If we were discussing a politically neutral subject, the evidence here would long since have been considered definitive: expansionary austerity is a doctrine that failed. But since we’re in the political realm, of course, such a convenient doctrine can’t be abandoned. On the contrary, it now seems to be the official doctrine of both the GOP and the White House.

Also, let me remind you that Medicare, Medicaid, and Social Security are very successful programs.  They have successfully stopped the elderly from being the poorest segment of society.  Just as an example, the majority of single, elderly women would be in poverty without Social Security.

Elderly unmarried women — including widows — get 51 percent of their total income from Social Security. Unmarried elderly men get 39 percent, while elderly married couples get 36 percent of their income from Social Security. For 25 percent of unmarried women, Social Security is their only source of income, compared to 9 percent of married couples and 20 percent of unmarried men. Without Social Security benefits, the elderly poverty rate among women would have been 52.2 percent and among widows would have been 60.6 percent.

Here’s a recent,  powerful, academic study showing the benefits of providing Health Insurance for the poor.

When poor people are given medical insurance, they not only find regular doctors and see doctors more often but they also feel better, are less depressed and are better able to maintain financial stability, according to a new, large-scale study that provides the first rigorously controlled assessment of the impact of Medicaid.

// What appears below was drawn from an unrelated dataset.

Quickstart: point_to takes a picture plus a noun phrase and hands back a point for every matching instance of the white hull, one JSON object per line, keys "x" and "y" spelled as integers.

While the findings may seem obvious, health economists and policy makers have long questioned whether it would make any difference to provide health insurance to poor people.

It has become part of the debate on Medicaid, at a time when states are cutting back on this insurance program for the poor. In fact, the only reason the study could be done was that Oregon was running out of money and had to choose some people to get insurance and exclude others, providing groups for comparison.

I continually feel as though we’ve all been drug down the rabbit hole. It is like the President is purposefully enabling  joblessness, poverty, and public health problems.  No amount of research, historical data, and polls appear to be able to penetrate the Washington, D.C. group think these day. The biggest issue is that the President himself believes in the confidence fairy, the bipartisan elves, and the high priests of voodoo economics.  He’s not just part of the problem, he is THE problem.  Can  just one or two members of the Democratic caucus please stand up to this man and his notion that bipartisanship that surrenders the country to right wing reality-deniers is better than any form of principled leadership?   Can at least one of the please be brave and start talking some sense and representing the will of the people for a change?

Invoke the 14th Amendment and end the damned sell outs now!